Per strapparmi dal divano, dalla cena in famiglia e da una serata di serenità davanti al focolare domestico, ci sono voluti gli Slipknot e soprattutto una forza di volontà partorita durante le festività natalizie, durante le quali ho acquistato il biglietto.
Avere in tasca il biglietto di una serata da sold out è stato poi l’ultimo fattore di spinta per mandarmi al concerto dei nostri compagni mascherati, pronti a “scatenare l’inferno” per il loro ritorno in Italia (o almeno così leggo sui siti specializzati).
Quanto è bello sapere intanto che il Mediolanum Forum è subito all’uscita autostradale senza dover vagare nel traffico e mi trovo così, in men che non si dica, seduto al mio posto, perché la calca in onore dei mascherati non fa per me.
Il mio apprezzamento per gli Slipknot è cresciuto negli anni; anche guardando alcune performance live su YouTube, mi sono convinto che hanno qualcosa in più della media rispetto all'ondata di loro colleghi che dagli anni 2000 in poi ha invaso le orecchie dei nostalgici del metal estremo fatto come una volta.
La maggior qualità è l’equilibrio e la costanza delle produzioni, provando a migliorare il loro orizzonte limitato e talvolta riuscendoci come nel recente “We are not your kind”.
Purtroppo la partenza dei nostri non è delle migliori: tolta “Unsainted” che più la ascolto e più mi sembra un pezzo degno di aver un suo spazio nella storia degli anni Venti, Corey e soci in seguito sprofondano nel caos sonoro. Non si capisce molto dei pezzi susseguenti e il rimbombo viene affogato nella confusione generale, i pezzi si tengono con le pinze come quando cerchi di tirare su una banconota da 5 euro che ti è caduta nel cesso.
Apprezzabile davvero la presenza scenica di Taylor che da solo cerca di dare un tono, riuscendoci peraltro, rispetto a quei tre buffoni da circo che si porta dietro.

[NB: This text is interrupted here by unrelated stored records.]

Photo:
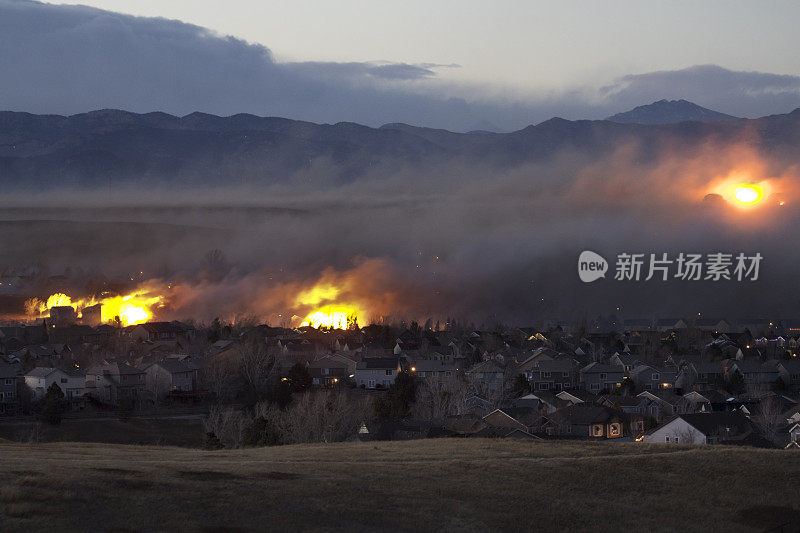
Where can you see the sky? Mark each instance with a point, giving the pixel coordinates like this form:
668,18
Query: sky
529,44
455,65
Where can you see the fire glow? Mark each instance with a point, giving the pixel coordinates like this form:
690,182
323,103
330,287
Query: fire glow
332,314
134,308
748,193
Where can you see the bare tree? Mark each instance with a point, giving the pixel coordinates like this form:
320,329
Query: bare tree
257,364
767,417
437,399
218,377
317,417
227,424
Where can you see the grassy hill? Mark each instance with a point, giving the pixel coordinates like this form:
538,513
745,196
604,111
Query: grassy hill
452,484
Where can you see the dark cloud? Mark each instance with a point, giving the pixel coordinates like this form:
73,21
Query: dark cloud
71,59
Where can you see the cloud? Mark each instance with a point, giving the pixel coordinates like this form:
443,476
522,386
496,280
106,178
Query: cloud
743,94
69,59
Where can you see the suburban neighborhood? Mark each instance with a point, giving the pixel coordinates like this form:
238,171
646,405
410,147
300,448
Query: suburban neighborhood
669,381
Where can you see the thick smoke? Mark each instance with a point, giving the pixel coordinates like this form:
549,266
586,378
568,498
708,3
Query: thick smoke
457,241
73,59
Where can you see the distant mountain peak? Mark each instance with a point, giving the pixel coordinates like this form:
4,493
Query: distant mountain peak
670,112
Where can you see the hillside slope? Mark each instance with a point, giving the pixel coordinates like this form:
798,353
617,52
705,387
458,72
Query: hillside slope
461,484
670,112
110,148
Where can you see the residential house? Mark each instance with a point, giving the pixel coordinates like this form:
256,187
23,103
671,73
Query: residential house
577,396
154,331
115,383
329,372
72,382
587,420
731,427
552,374
647,377
377,372
624,359
757,374
790,373
9,389
666,400
487,375
716,325
432,369
597,377
668,324
170,376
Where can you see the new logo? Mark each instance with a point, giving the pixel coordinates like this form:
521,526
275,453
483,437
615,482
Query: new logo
591,266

Uno di questi inciampa, si dimena sul tapis roulant e assume pose che non riesco a digerire a quarant’anni. I pezzi migliori sono quelli dell’ultimo album che sembra una spanna sopra agli altri in una scaletta poco condivisibile, sebbene ci sia la svolta nella parte finale del concerto.
“Wait and bleed” arriva a scuotermi dal torpore, ma la resa è cacofonica mentre “Eyeless” e le seguenti “All out life” e “Duality” si reggono in piedi egregiamente.

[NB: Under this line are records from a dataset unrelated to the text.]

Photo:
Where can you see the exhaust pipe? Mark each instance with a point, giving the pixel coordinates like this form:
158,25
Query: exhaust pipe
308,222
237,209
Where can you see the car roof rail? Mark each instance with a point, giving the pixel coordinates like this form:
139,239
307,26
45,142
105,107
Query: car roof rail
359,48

I bis suggellano una prova discreta dei Nostri, ma intorno a me c’è tanto entusiasmo perciò sono felice per osmosi insieme a questi ragazzi che mi circondano e che applaudono convinti.

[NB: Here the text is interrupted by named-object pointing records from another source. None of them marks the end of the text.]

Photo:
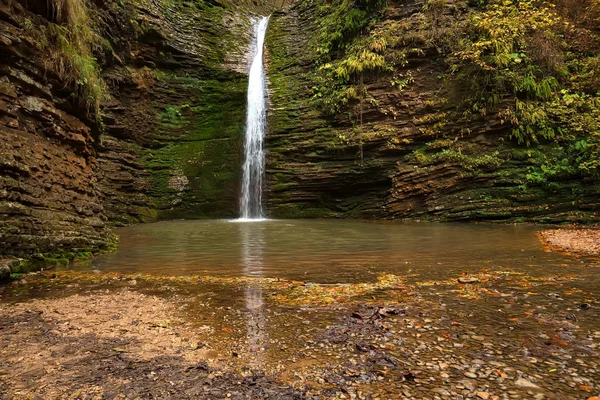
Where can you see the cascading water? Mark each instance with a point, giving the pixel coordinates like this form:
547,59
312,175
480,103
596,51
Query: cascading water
256,121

Amo la loro gioia odorante di sudore, non importa se hanno dimenticato il Gods of Metal di venti anni fa dove suonarono prima degli Slayer rischiando le bottigliate in faccia dalla platea, non importa se c’è il Coronavirus, non importa se per 3/4 del concerto non si è capito un cazzo, perché la perfezione non solo non esiste, ma non la pretendiamo oggi da questo evento metallaro circense.